I did not say, “we should not allow homosexual marriage because such and such will then happen”. No, I asked, since we are allowing homosexual marriage, why are we against such and such. There’s a monumental difference between the two. One is a slippery slope, the other is a valid question. And as mentioned, slippery slope is not always a fallacy.
Second, I did not compare SSAs to pedophiles, adulterers, and those engaged in bestiality. You made a connection that I did not make. I made a connection that all of these categories used to be seen as wrong because there was a Biblical stance against them. I proceeded to say that since we no longer as a society care about what the Bible says about these things (not emotionally, factually!), then why are we still against these? That was the question. If you scroll up, I even very explicitly said from the first draft of this blog, that I am not saying that bestiality and homosexuality are the same thing, before anyone accuses me of such. So I do disagree that there was anything remotely “homophobic” about this post.
You wrote that you are trying to understand where I am coming from, but then you proceeded to tell me what you would like to hear from me. Instead, perhaps you should have asked for clarification on where I am coming from, and then tell me why you think that it was erroneous. It is imperative that people learn how to dialogue rather than to pontificate. Unfortunately, people with various ideas, no matter “what side” they belong to, constantly want to tell others they are bigoted or wrong, rather than trying to get to the meat of what they believe and why.

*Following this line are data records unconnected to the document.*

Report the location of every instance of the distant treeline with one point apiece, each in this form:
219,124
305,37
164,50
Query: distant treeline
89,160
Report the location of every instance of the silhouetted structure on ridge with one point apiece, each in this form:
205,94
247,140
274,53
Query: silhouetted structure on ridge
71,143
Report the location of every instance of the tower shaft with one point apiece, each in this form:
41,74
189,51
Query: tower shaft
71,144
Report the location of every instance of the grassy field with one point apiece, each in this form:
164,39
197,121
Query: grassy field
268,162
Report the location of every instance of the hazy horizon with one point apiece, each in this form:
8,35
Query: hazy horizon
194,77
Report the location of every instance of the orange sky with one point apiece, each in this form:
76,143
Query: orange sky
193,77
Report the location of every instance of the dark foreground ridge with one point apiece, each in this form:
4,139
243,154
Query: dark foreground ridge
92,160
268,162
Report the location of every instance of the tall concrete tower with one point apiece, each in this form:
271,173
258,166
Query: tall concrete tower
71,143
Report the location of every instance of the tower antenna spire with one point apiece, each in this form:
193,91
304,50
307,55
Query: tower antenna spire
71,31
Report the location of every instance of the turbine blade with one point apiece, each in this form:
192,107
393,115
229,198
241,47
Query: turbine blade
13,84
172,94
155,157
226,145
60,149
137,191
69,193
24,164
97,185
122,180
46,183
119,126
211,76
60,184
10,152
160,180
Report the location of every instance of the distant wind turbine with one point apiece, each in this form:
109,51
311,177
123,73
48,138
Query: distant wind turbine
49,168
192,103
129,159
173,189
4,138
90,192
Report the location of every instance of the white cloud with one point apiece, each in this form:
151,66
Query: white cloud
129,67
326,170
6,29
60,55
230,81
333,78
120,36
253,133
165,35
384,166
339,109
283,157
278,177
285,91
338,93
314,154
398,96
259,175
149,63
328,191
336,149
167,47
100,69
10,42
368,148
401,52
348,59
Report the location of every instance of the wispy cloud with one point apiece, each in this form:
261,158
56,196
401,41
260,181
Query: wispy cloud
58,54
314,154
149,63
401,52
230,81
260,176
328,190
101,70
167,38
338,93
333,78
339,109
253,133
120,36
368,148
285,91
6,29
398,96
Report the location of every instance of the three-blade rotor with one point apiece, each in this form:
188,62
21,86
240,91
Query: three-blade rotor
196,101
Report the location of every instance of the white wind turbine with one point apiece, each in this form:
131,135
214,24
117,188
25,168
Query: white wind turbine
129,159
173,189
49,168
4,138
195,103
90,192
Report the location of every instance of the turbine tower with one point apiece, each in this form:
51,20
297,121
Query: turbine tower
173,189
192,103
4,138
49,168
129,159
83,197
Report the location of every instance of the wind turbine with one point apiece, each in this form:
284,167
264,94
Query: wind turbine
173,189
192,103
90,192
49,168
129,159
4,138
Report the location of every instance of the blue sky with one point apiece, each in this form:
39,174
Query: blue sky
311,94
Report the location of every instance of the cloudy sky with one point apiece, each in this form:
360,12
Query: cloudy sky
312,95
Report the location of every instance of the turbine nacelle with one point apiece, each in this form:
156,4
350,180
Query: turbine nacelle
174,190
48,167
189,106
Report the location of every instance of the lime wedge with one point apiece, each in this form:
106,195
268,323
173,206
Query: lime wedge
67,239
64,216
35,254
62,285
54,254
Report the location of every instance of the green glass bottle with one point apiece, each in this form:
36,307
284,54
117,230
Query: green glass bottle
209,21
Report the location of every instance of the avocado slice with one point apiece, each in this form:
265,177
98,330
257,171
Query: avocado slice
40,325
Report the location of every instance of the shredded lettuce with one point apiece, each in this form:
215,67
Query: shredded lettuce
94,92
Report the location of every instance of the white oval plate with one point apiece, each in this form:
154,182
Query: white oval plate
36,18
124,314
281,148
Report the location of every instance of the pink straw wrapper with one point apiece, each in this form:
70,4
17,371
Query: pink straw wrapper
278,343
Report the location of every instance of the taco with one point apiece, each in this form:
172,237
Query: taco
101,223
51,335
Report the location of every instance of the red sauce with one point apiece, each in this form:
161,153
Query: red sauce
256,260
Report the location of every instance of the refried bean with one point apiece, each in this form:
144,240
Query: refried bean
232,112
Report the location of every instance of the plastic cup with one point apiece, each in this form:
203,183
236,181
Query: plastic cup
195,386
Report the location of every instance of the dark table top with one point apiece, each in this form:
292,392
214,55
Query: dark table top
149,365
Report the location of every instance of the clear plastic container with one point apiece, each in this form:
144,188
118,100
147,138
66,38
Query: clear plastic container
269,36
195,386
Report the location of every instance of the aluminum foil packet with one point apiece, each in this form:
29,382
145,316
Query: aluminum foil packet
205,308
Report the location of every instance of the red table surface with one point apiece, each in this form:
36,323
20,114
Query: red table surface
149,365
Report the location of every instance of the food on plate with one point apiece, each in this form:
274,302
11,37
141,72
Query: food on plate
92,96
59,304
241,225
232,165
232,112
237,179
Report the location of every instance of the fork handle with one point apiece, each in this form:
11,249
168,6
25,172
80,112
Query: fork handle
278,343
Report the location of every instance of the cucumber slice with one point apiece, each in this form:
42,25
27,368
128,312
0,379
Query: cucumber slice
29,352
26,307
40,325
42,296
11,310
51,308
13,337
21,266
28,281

If you would like to see where I feel in terms of compassion for anyone born with anything and any struggle, I encourage you to read my post here.
I usually would not defend things that I write in this manner, but I take this accusation very seriously because anyone who has dealt with me or heard me speak on these issues will know that I have only compassion for people. In this particular struggle, I acknowledge biological factors, and have pledged myself to be brother to whoever is in this struggle, even if they leave the faith, even if they adopt a lifestyle that I disagree with, and even if they hate my guts, because I love them. I would do that for any of my children, brothers, fathers, mothers and sisters. This is an issue that touches me in a very personal way, and so the supposition that I lack in compassion is not necessarily a fair one. In addition, even if I’m the most loving person in the world, I do believe in Truth, and that Truth to me is uncompromisable.
I hope that you don’t read any anger in my tone, because I promise you there is none in my heart. I have to be firm on some points and acknowledge where I have erred if I have erred. I do not apologise for the content of what I wrote, but I do apologise if there has been a misunderstanding.